Die Gegenpole analog-digital bestimmten dann auch in weiten Teilen die Diskussion, die sich entspann. „Wir heben alles auf im Original“, stellte Karl Griep auch mit Blick auf die Beendigung der systematischen Nitrofilmkassation durch das Bundesarchiv klar, „aber wir sichern konservatorisch digital“. Angesprochen auf die Tragfähigkeit dieser ausschließlich digitalen Strategie, bekundete Griep seine Auffassung, das Digitale sei „sicher“: Die „erheblichen Datenmengen“, die anfielen, würden auf verschiedene Server verteilt, um Ausfällen vorzubeugen. Mit Blick auf die Vorbehalte gegen eine rein digitale Archivierung äußerte Griep seine Auffassung, dass die immer wieder zitierte Studie „The Digital Dilemma“ veraltet sei, und verwies auf die Kosten, die für die analoge Archivierung anfielen (Klimatisierung etc.). Auch müsse berücksichtigt werden, dass zum Erhalt der technischen Apparate benötigte Ersatzteile inzwischen kaum noch erschwinglich seien. Der Übergang zum Digitalen werde, so Grieps Prognose, „unsere Kulturen stärker verändern als der Übergang von der mündlichen zur schriftlichen Überlieferung“. Er brachte sein Vertrauen darin zum Ausdruck, dass, selbst wenn die zur Herstellung von Speichermaterie erforderlichen Rohstoffe verknappten, „technisch neue Wege“ gefunden werden würden, um das Digitale zu erhalten.

Doris Achelwilm erkundigte sich nach der unterschiedlichen Materialästhetik von digitalen und analogen Filmen, was Griep mit dem Verweis beantwortete, dass der Seheindruck von Filmen von zahlreichen physikalischen Faktoren abhinge, so etwa von der Temperatur, die sich auf die Wahrnehmungsfähigkeit des menschlichen Auges auswirke. Mehrere Nachfragen galten dem aktuellen Stand des Kopierwerks in Hoppegarten. Dieses sei zwar nach wie vor in Betrieb; Griep bestätigte jedoch die Annahme, dass die dort noch vorhandenen Rohfilm- und Chemikalienbestände sukzessive aufgebraucht würden. Auf Nachfrage erklärte er, dass farbige Materialien, die früher extern bearbeitet wurden (Hoppegarten war zur Farbkopierung technisch nie in der Lage), zum jetzigen Zeitpunkt bereits nur noch digital gesichert würden.
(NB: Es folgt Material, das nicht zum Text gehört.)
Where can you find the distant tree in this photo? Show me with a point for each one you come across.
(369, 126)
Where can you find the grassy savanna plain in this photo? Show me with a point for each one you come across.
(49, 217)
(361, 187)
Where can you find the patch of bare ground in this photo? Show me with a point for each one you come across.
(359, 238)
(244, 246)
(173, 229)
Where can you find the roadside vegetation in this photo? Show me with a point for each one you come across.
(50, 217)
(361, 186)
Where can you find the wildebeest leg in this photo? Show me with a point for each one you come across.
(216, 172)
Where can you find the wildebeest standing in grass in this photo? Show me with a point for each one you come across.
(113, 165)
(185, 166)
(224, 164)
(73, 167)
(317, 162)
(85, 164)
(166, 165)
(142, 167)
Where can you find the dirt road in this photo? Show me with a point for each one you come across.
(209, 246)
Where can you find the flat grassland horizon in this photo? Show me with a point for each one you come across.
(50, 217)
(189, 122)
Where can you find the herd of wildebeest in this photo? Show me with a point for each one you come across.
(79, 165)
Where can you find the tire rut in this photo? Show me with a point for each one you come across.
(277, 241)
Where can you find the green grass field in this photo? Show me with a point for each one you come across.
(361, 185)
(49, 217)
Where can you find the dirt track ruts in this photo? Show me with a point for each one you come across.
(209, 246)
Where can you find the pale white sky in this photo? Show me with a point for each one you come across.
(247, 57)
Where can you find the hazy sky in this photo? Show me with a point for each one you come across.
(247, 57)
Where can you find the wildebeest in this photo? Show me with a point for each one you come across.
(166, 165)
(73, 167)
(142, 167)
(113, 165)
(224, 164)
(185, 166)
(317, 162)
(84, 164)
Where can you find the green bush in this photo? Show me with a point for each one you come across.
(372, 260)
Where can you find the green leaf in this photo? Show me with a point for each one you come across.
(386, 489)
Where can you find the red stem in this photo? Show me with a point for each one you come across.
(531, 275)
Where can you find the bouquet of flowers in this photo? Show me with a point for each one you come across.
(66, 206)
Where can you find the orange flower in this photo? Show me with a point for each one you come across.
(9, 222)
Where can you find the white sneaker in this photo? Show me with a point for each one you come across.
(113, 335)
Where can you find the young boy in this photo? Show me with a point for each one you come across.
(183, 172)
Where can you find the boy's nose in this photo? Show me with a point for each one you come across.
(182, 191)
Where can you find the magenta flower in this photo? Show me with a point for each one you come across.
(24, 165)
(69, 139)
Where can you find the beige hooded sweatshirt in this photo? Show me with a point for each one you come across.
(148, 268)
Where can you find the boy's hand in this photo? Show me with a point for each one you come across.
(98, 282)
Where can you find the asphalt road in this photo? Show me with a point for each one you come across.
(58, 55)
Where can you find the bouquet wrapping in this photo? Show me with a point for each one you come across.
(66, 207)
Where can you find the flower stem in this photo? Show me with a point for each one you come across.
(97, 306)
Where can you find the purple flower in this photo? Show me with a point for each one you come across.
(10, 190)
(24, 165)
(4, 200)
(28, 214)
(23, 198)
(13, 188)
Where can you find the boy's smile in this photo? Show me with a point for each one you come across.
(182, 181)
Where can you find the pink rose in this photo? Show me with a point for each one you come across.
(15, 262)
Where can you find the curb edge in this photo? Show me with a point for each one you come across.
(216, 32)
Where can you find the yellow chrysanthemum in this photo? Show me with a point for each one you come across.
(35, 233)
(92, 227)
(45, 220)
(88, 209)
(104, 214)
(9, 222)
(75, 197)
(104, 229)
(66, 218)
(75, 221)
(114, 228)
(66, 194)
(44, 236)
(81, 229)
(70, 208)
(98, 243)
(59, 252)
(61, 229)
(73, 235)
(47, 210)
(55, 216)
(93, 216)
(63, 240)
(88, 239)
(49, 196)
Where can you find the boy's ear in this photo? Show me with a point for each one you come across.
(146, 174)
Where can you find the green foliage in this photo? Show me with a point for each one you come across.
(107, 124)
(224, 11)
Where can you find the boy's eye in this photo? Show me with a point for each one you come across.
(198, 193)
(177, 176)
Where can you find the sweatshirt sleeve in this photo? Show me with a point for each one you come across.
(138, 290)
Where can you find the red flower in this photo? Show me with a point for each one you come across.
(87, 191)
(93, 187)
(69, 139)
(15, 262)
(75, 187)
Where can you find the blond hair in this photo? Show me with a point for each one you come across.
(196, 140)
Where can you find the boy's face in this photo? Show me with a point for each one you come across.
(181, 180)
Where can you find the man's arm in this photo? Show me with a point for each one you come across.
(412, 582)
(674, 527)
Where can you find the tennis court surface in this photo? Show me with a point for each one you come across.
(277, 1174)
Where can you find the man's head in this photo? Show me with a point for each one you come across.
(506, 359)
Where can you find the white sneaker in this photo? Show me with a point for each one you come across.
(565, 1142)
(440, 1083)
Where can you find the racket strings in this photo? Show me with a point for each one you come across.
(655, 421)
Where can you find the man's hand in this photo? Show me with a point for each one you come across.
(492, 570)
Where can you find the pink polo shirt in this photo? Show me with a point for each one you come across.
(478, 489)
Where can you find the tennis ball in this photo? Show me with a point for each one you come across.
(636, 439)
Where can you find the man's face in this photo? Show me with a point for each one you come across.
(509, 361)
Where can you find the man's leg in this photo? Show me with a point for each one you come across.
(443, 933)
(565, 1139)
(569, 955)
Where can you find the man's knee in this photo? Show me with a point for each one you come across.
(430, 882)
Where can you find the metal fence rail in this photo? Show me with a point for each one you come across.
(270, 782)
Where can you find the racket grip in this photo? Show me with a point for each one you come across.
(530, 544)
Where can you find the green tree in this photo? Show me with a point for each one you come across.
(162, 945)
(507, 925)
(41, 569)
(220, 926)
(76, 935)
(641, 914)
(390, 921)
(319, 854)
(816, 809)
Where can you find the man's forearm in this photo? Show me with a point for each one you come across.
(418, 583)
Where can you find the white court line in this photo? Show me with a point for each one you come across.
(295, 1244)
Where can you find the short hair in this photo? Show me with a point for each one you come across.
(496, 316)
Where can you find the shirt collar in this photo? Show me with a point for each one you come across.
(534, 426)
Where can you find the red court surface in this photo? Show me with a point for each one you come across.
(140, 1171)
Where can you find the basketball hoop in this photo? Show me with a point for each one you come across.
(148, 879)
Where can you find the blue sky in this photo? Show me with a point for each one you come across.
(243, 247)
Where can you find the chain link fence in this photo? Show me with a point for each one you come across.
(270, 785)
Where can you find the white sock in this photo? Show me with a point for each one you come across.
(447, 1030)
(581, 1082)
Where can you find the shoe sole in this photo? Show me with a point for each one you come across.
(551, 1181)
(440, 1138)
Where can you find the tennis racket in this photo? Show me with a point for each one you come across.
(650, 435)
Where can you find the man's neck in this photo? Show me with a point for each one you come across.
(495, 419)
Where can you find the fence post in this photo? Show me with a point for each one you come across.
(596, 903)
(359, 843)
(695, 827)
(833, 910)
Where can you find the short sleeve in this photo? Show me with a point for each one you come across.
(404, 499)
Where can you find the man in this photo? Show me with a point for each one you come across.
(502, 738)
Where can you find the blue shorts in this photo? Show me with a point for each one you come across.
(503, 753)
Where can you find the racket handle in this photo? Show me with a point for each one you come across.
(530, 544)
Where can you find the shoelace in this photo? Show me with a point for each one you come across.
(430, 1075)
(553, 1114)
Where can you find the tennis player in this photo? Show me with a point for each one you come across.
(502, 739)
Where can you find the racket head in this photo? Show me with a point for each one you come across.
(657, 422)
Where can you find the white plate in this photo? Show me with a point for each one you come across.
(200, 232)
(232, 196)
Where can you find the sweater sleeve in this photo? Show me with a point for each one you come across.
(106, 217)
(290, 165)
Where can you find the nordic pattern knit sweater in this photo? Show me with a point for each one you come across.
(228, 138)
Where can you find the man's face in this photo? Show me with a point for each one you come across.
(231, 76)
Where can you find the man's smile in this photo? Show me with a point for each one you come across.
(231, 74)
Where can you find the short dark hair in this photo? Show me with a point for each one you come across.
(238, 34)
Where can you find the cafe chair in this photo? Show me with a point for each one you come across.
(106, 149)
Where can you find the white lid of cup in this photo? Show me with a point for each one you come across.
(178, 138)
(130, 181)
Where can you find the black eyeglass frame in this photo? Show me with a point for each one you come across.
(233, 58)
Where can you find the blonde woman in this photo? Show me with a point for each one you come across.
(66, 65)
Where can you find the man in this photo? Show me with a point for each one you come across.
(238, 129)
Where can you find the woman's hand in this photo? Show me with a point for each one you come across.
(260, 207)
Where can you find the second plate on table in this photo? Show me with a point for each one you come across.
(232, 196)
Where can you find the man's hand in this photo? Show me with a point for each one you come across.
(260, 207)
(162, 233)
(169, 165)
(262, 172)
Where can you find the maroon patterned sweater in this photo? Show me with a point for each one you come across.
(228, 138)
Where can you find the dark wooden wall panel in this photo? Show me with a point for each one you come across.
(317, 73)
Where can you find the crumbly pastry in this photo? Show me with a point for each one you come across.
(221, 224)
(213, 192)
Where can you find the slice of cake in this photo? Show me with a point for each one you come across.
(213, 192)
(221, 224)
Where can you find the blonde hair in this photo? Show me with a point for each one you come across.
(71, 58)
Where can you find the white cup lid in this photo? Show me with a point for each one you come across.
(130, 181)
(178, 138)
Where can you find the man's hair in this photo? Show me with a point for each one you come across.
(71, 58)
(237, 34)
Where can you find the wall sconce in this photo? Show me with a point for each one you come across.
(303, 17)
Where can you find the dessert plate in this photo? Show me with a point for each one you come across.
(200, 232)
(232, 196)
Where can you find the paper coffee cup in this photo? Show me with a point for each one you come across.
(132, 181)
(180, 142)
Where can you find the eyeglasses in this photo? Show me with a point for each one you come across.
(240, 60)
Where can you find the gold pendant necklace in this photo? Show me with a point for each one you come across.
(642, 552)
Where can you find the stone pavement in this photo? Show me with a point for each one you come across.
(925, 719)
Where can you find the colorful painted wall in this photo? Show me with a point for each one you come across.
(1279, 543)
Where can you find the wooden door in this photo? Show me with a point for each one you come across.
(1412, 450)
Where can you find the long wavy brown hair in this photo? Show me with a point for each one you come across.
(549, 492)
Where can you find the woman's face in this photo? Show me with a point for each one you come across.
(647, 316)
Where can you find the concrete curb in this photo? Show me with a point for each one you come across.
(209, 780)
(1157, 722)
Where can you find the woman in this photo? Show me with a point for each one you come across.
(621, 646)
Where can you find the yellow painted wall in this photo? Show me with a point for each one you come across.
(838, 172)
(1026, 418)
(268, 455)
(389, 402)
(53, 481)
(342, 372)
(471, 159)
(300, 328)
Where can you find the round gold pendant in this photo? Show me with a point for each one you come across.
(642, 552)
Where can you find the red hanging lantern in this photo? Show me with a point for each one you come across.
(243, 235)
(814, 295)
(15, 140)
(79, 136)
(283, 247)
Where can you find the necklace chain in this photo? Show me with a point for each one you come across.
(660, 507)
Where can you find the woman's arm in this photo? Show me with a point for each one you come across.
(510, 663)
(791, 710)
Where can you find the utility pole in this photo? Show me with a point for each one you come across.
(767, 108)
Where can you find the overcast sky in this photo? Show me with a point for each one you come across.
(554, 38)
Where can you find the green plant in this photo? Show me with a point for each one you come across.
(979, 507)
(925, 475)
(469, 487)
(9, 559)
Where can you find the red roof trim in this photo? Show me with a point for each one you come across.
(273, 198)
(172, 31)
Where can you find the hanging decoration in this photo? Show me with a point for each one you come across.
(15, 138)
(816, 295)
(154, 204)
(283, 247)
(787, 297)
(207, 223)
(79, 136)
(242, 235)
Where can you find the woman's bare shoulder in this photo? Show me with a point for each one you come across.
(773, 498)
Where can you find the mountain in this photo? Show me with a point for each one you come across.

Von links nach rechts: Imke Elliesen-Kliefoth, Doris Achelwilm, Karl Griep, Matthias Dell (Foto: Dirk Alt)

Zum Abschluss des zweistündigen Gespräches bekundete Achelwilm ihr Interesse an der Fortführung des Dialogs, zu dem sich Griep ebenfalls gerne bereiterklärte.

Unser Fazit: In verschiedener Hinsicht hatte das Gespräch Modellcharakter. Wir hoffen, dass auch andere mit dem Thema befasste Parlamentarier den Schritt zum direkten Dialog mit den Archiven und der Fachöffentlichkeit wagen, und werden unsererseits nicht versäumen, auch weiterhin offensiv für diese Möglichkeit zu werben.